Baugeschichte und Archäologie mal anders: Bewusstseinsbildung und Capacity Building

NACHWUCHSFÖRDERUNG

Jordanische und syrische Handwerker hinter ihren Werken © DAI, Außenstelle Damaskus // Lisa Berger

31.10.2016 | Außenstelle Damaskus

Trainingsprojektes in Gadara/Umm Qays in Nordjordanien

Stolz stehen 14 jordanische und syrische Handwerker hinter ihren Werken. Es sind schneeweiße Kalksteinquader, Gesimse und Säulentrommeln aus jordanischem Kalkstein. All dies sind die Ergebnisse fast dreimonatiger Handarbeit im Rahmen des Trainingsprojektes in Gadara/Umm Qays in Nordjordanien, das von der Bauforscherin Dr. Claudia Bührig vom Deutschen Archäologischen Institut in Berlin geleitet wird. 

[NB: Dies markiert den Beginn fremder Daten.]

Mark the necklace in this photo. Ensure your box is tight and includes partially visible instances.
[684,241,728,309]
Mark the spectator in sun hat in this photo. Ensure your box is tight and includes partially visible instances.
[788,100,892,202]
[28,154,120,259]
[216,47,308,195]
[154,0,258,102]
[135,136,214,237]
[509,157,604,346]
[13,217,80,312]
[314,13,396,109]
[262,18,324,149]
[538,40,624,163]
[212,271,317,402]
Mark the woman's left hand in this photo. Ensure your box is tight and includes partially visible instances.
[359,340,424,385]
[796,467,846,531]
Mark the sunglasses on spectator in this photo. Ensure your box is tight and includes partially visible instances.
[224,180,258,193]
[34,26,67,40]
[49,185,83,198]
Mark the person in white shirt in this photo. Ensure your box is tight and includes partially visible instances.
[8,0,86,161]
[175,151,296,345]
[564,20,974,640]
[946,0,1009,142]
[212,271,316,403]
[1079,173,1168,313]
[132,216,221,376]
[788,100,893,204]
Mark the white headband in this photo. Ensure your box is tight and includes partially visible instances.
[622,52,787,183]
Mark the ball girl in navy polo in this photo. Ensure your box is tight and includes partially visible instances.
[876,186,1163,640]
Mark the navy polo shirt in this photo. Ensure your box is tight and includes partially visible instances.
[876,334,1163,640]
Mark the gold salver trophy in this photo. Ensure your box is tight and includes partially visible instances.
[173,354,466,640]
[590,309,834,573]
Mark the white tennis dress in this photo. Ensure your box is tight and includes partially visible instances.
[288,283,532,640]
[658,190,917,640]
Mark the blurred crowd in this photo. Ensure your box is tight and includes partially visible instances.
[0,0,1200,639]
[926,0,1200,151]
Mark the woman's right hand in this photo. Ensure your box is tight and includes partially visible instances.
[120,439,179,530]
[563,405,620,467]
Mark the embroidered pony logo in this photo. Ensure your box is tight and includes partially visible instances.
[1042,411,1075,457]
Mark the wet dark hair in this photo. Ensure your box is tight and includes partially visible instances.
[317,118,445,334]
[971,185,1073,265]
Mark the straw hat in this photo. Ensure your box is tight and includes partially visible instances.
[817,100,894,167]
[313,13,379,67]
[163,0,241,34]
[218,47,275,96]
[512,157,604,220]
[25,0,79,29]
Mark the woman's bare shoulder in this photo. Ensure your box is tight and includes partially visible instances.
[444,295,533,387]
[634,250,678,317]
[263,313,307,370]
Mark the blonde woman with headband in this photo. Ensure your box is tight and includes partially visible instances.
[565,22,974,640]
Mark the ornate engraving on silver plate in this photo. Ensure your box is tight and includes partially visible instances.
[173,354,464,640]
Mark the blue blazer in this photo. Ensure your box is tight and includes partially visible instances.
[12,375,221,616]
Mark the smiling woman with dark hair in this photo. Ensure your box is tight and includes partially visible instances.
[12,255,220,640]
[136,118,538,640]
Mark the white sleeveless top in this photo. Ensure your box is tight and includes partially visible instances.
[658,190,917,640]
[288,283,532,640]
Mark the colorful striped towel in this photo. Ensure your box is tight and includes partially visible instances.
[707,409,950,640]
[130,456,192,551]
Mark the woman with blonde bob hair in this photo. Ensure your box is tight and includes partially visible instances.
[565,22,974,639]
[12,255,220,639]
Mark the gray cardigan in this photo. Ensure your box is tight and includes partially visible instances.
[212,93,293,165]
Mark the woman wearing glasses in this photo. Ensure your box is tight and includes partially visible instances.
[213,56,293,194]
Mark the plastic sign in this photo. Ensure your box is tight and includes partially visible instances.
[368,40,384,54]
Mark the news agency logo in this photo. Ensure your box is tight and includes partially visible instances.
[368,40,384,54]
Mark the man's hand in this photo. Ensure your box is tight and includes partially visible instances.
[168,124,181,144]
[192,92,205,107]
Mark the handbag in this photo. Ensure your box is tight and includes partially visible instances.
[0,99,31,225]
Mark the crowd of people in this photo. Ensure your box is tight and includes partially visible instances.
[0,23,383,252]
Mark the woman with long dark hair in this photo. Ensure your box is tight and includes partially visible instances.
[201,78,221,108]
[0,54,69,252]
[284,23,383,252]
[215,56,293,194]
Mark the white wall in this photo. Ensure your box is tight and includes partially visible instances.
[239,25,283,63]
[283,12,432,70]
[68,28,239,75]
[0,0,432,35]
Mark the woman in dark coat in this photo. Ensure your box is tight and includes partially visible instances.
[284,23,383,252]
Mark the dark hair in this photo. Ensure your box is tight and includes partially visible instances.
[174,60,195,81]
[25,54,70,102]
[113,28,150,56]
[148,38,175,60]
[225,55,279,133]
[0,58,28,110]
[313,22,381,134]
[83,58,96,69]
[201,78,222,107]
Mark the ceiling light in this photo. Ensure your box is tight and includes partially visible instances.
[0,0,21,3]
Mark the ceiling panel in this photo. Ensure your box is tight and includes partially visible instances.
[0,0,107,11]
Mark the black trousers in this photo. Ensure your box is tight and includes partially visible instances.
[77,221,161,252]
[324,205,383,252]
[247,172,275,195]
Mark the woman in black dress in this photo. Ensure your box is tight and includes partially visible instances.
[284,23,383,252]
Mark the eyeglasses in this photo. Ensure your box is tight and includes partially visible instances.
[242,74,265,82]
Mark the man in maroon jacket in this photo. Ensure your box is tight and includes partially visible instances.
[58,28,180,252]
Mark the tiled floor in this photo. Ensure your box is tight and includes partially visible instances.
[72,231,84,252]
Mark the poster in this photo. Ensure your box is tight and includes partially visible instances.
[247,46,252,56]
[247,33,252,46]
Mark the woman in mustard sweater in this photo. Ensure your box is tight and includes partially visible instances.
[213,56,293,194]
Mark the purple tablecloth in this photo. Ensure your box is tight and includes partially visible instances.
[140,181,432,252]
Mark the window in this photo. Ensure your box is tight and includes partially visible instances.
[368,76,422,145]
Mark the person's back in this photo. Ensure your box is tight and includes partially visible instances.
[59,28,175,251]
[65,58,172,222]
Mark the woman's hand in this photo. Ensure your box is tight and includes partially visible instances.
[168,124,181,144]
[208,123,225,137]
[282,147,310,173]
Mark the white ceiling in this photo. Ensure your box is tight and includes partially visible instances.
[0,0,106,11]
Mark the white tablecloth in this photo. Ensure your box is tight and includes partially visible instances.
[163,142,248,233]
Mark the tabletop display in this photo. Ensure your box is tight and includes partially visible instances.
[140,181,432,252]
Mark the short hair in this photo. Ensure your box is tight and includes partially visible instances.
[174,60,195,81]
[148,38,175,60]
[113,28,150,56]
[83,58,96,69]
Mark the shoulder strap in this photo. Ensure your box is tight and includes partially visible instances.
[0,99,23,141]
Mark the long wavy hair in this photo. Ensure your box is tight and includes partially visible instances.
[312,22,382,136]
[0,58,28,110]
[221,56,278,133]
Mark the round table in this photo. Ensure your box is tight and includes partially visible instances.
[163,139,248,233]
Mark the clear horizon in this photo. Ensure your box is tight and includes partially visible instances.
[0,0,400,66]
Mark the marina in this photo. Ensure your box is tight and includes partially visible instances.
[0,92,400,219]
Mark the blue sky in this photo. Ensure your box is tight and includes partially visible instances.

Das Steinmetzhandwerk ist in Jordanien nahezu ausgestorben, hingegen in Syrien noch verbreitet. Durch den Krieg sind viele Menschen ins südliche Nachbarland Jordanien geflohen. Daher lag es nahe, direkt im Umfeld  der antiken Stadtanlage Gadaras eine handwerkliche Fortbildung für Teilnehmer aus beiden Ländern durchzuführen, um gemeinsam dieses wichtige Handwerk in einer steinreichen Region wiederzubeleben und zu erhalten. Mit einfachem Werkzeug – hölzerne Knüpfel, Fäustel, Prell-, Spitz- und Zahneisen – wird der Kalkstein aber auch der härtere Basaltstein wie vor zweitausend Jahren nur mit den Händen bearbeitet und es entstehen wie damals exakte und formschöne Bauelemente. Der praktische Teil wird von dem Steinmetzmeister und Restaurator im Handwerk André Gravert aus Magdeburg und dem Steinmetzgesellen und Bauforscher Tobias Horn aus Weimar angeleitet. Finanziert wird das Training aus den Sondermitteln „Flucht und Migration" des Auswärtigen Amtes.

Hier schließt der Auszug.